Jesús regañará a sus discípulos por estar centrados en lo que no tienen: ¿ Por qué comentáis "no tenemos panes" ? (8,17). Les recrimina porque se fijan en la carencia: no tienen comida, no tenemos dinero, no tenemos pan. Y se quedan ahí: como no tenemos no hay nada que hacer.

Jesús enseña a "mirar" lo que sí hay en la realidad y en lo que sí es posible hacer. En ambos casos los discípulos comprueban que hay 7 unidades de alimentos (el siete es señal de plenitud). Con esos siete alimentos, Jesús da de comer a la multitud hasta hartarse, y con las sobras llena varios cestos.
Antes, Jesús se había conmovido al ver la multitud que "no tiene" pastor (carencia), y hace lo posible: hace de pastor, enseñándole muchas cosas (6,34).

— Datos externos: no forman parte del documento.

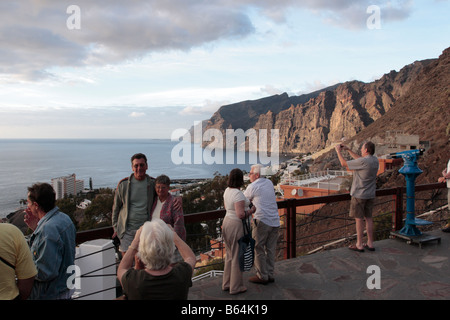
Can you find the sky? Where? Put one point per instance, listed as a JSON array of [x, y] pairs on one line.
[[141, 69]]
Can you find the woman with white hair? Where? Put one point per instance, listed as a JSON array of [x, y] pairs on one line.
[[154, 243]]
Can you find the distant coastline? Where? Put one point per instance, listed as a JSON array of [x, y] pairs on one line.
[[107, 161]]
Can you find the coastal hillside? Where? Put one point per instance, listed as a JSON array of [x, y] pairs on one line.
[[424, 110], [309, 123]]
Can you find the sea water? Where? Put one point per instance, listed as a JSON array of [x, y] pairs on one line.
[[25, 162]]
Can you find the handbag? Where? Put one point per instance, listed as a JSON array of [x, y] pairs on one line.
[[246, 247]]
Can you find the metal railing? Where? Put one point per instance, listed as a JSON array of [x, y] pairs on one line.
[[390, 202]]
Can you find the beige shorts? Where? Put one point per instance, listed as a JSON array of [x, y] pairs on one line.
[[361, 208]]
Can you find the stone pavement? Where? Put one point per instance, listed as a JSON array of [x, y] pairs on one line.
[[406, 271]]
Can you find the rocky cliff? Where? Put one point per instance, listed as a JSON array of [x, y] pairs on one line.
[[423, 110], [309, 123]]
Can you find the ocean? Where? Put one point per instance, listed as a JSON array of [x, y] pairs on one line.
[[25, 162]]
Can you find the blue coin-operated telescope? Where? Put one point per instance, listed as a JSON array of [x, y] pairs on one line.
[[410, 170]]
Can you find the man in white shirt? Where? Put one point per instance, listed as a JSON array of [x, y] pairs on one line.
[[266, 223], [365, 169], [446, 177]]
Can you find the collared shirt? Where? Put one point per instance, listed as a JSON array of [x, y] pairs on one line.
[[262, 194], [17, 260], [365, 171], [53, 250]]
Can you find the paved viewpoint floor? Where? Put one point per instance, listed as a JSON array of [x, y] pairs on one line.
[[406, 272]]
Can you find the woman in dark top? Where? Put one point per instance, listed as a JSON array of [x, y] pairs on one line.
[[155, 242]]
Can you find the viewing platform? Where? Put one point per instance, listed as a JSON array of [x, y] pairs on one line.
[[406, 271]]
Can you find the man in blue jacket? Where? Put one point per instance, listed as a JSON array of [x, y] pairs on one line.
[[52, 243]]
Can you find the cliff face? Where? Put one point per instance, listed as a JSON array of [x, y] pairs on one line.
[[423, 110], [308, 123]]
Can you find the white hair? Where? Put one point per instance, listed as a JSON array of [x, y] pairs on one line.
[[156, 245], [256, 168]]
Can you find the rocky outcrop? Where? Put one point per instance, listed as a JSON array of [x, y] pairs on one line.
[[309, 123]]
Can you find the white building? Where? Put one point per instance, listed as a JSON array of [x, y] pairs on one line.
[[68, 185]]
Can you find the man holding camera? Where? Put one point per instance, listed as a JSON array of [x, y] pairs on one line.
[[365, 168]]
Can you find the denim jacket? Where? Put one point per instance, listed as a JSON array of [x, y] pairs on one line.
[[53, 250]]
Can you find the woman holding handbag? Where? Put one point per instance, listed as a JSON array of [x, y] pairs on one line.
[[236, 205]]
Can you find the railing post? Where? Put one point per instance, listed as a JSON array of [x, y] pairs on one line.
[[293, 228], [397, 218], [287, 233], [291, 238]]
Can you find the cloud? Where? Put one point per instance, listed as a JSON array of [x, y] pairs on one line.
[[35, 37], [136, 114]]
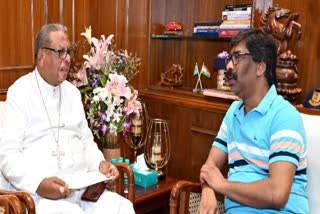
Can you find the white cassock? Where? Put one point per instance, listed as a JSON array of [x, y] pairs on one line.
[[28, 143]]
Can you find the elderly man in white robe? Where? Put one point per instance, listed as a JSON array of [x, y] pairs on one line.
[[46, 138]]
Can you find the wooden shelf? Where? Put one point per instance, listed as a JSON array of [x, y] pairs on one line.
[[186, 98], [191, 37]]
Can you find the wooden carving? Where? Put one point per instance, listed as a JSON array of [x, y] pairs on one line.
[[281, 23], [173, 76]]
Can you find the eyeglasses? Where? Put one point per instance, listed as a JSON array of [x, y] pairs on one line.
[[235, 57], [62, 53]]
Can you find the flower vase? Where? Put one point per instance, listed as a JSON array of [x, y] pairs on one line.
[[111, 147]]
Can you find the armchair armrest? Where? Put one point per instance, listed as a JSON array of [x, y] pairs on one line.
[[10, 204], [125, 168]]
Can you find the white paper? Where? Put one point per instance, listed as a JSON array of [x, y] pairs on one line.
[[81, 180]]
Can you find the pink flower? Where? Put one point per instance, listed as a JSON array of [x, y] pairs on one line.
[[133, 104], [116, 86]]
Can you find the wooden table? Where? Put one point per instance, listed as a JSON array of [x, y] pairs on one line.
[[154, 199]]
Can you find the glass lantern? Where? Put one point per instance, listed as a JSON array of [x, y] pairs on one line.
[[157, 149]]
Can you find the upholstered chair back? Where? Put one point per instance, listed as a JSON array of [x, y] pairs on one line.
[[311, 121]]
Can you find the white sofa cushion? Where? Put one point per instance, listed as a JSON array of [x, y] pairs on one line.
[[311, 125]]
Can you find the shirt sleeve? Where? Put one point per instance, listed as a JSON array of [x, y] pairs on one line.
[[13, 166], [287, 142]]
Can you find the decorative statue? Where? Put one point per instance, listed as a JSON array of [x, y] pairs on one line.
[[173, 76], [281, 22]]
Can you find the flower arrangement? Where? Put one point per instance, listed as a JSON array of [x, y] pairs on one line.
[[104, 80]]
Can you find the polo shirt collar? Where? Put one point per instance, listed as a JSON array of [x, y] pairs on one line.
[[265, 103]]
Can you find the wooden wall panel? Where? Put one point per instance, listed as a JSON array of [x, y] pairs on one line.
[[18, 31]]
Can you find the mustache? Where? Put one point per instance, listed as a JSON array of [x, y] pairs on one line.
[[230, 75]]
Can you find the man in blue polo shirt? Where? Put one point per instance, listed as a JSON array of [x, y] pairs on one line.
[[261, 136]]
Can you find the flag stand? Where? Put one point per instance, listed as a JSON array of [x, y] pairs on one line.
[[205, 71]]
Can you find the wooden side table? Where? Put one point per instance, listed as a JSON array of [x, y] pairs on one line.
[[155, 197]]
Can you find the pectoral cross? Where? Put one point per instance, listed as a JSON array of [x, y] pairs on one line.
[[57, 152]]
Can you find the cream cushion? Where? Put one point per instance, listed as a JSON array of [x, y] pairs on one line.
[[311, 125], [3, 182]]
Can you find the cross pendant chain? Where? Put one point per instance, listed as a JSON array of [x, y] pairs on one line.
[[57, 152]]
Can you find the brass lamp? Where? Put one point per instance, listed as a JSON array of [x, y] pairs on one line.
[[135, 138], [157, 148]]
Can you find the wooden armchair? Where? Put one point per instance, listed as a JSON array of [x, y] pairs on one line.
[[311, 121], [14, 201], [10, 204], [185, 198], [125, 168]]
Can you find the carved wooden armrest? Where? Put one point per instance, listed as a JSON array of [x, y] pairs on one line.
[[11, 204], [24, 197]]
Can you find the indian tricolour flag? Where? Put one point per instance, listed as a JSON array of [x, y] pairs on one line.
[[195, 70], [205, 71]]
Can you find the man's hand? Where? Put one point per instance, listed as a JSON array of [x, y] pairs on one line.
[[109, 170], [212, 176], [53, 188], [208, 203]]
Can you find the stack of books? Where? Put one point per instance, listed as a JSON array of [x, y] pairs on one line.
[[235, 18], [206, 29]]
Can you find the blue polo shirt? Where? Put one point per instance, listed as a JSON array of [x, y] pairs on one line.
[[273, 131]]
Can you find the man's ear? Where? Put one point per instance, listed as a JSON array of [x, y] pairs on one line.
[[261, 69], [40, 56]]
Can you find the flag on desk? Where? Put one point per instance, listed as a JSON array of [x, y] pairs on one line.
[[205, 71], [195, 70]]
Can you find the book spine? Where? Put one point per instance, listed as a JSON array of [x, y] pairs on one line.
[[236, 22], [228, 13], [236, 26], [237, 17], [206, 30], [228, 32]]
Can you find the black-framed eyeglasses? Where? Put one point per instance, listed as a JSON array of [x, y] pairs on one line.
[[62, 53], [235, 57]]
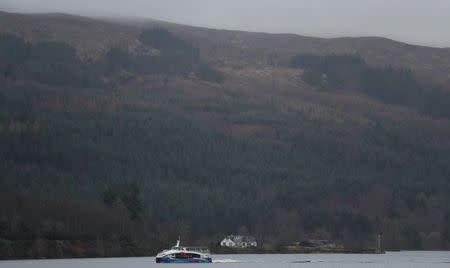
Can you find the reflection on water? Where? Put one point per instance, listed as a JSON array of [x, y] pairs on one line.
[[404, 259]]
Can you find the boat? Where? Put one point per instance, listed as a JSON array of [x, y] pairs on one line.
[[184, 254]]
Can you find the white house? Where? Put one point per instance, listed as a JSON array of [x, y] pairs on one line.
[[239, 241]]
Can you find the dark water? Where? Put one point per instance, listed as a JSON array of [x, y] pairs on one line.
[[403, 259]]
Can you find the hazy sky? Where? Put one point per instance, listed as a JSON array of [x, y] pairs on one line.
[[414, 21]]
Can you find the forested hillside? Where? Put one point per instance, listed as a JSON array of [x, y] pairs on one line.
[[119, 154]]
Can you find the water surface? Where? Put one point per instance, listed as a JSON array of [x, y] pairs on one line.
[[403, 259]]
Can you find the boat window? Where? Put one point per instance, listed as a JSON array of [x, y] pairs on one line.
[[181, 256]]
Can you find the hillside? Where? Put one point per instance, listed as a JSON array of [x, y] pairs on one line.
[[202, 132]]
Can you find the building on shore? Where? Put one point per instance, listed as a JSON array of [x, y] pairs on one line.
[[239, 241]]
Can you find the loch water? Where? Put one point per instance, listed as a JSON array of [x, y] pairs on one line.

Los discípulos habían despreciado lo que sí había, los siete alimentos, como los fariseos desprecian lo que Jesús hace y piden lo que no hay: una acción espectacular (8,12). También se fijan en la carencia.

Así Jesús enseña a afrontar la realidad con una visión más positiva y creativa.

sábado, 10 de mayo de 2008

CUANDO LAS ENTRAÑAS SE TE REMUEVEN

"Se le removieron las entrañas".
Marcos nos lo cuenta dos veces en los primeros capítulos.
"Al desembarcar, vio mucha gente, sintió compasión de ellos, pues estaban como ovejas que no tienen pastor, y se puso a enseñarles muchas cosas" (Mc 6,34). Ese sintió compasión traduce ese afecto que parece nacer de las mismas entrañas.
Ve a la gente en tal estado, que se le remueven las entrañas, y no puede dejar de hacer algo - había ido allí a descansar -. Se pone a enseñarles.
Cuando se te remueven las entrañas no puedes quedarte quieto. Es una acción que te nace desde tus mismas entrañas.

Lo mismo le pasó con el leproso que le suplica de rodillas: "Compadecido de él, extendió su mano, le tocó y le dijo: «Quiero; queda limpio.»" (Mc 1, 41)
Se le remueven las entrañas y no puede evitar extender su mano y tocarle (con lo que se "contaminaba" de impureza).

Jesús se deja afectar por la gente hasta el punto que le brota la acción en su favor.

Más tarde, en 8,2 será el mismo Jesús el que declare ese sentimiento: "Se me remueven las entrañas por la gente" ya que no habían comido, lo que de nuevo le llevará a la acción.